Burning bylaw strikes appropriate balance
The recent letters to the editor from opponents of open burning demonstrate much that is wrong with public discourse today.
They discount or ignore the fact that there are any benefits to burning, and exaggerate the downside. Worse, they attack the character of people who support burning. One of the writers stated that no one who supports open burning deserves any consideration unless they have been “educated” to think as she does. Another relied on divisive class warfare rhetoric to suggest that owners of large properties are elites that gain an undeserved economic benefit from using open burning as a tool to maintain their properties. And a third calls up the spectre of greenhouse gases (when in reality the burning of yard waste is a carbon-neutral exercise) and infers that anyone who supports open burning is “dumb”.

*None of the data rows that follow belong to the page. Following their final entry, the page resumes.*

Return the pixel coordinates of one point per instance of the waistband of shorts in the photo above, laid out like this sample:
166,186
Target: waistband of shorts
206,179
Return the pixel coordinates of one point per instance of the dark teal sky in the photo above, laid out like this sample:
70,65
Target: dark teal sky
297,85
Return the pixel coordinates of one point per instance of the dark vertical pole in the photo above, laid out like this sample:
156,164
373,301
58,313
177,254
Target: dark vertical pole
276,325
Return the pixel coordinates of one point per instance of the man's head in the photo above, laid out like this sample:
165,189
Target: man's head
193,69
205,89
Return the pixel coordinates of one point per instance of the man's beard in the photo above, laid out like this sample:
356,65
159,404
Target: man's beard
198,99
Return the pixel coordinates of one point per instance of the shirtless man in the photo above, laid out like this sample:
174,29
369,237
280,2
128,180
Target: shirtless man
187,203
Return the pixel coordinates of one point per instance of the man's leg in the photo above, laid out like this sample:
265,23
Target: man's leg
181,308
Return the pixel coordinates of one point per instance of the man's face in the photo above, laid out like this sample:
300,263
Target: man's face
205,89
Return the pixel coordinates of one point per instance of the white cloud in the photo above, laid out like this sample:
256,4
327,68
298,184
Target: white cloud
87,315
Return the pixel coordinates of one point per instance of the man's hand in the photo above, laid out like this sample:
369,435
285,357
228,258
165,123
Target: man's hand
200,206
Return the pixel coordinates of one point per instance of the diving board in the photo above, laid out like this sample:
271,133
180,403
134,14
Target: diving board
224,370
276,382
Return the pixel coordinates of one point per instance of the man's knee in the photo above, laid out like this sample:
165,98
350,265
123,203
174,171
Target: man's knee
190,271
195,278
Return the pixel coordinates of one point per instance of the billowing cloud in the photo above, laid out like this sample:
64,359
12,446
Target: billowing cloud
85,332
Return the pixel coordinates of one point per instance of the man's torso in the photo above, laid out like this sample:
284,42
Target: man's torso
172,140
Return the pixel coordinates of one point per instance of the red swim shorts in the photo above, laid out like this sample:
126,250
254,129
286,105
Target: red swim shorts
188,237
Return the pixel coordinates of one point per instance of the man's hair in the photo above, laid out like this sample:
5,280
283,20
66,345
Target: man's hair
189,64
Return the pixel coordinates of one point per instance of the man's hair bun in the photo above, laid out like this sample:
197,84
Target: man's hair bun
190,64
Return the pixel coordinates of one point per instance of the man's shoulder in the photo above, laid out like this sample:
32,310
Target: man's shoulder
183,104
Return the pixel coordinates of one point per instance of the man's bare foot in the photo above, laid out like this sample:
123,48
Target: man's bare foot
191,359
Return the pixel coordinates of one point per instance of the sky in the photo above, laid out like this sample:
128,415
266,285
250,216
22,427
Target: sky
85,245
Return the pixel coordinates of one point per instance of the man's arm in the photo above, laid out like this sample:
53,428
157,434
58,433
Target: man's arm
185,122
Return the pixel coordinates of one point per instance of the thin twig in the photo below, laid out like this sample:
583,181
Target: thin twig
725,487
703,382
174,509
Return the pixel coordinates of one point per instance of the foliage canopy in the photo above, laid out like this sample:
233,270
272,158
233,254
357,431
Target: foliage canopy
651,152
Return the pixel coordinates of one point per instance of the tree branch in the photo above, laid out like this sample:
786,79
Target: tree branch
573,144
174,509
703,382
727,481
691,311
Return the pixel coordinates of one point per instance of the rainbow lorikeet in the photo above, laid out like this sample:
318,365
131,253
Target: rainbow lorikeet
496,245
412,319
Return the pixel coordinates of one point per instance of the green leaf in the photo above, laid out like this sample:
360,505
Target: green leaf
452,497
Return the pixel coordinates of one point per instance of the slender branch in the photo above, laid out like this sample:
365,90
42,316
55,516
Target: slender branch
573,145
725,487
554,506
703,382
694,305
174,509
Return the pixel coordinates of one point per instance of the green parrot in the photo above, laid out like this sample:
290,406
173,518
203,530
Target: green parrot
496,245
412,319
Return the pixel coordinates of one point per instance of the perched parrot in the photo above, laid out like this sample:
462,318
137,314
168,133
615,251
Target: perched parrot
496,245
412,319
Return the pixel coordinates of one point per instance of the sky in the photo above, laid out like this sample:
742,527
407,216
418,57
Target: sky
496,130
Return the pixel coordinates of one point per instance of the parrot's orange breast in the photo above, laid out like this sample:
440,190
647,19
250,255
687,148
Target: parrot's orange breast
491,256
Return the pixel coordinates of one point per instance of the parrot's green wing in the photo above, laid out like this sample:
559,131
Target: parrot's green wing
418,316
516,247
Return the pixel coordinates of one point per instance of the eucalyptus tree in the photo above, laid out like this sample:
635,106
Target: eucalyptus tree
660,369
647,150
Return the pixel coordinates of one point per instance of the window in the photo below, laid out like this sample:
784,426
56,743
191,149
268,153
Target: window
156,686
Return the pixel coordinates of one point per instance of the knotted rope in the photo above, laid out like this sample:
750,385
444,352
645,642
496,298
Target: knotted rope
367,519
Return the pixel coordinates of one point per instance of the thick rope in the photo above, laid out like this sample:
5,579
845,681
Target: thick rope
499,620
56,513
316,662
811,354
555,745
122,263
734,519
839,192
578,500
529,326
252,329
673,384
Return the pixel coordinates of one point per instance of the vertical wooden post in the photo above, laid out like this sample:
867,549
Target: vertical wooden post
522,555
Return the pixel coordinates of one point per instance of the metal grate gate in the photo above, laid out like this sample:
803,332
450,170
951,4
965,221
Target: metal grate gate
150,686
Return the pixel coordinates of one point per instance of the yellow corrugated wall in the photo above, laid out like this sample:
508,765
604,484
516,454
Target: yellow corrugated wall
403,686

Ultimately, they all want to use the power of the state to impose yet another unwarranted, inefficient, and expensive restriction on others who happen to have a different opinion than they do.
There is zero evidence that burning in accordance with the bylaw (that is, dry material on days when there is a good venting index) poses any substantive risk to human health or the environment. The problem arises when people burn wet material on days without a good venting index in contravention of the bylaw. The expanded fall burning window enhances compliance by making more of those rare good venting index days available to people who want to burn responsibly.
Kudos to North Cowichan municipal council for the recent changes to the open burning bylaw. They have struck an appropriate balance between the benefits and the drawbacks of outdoor burning.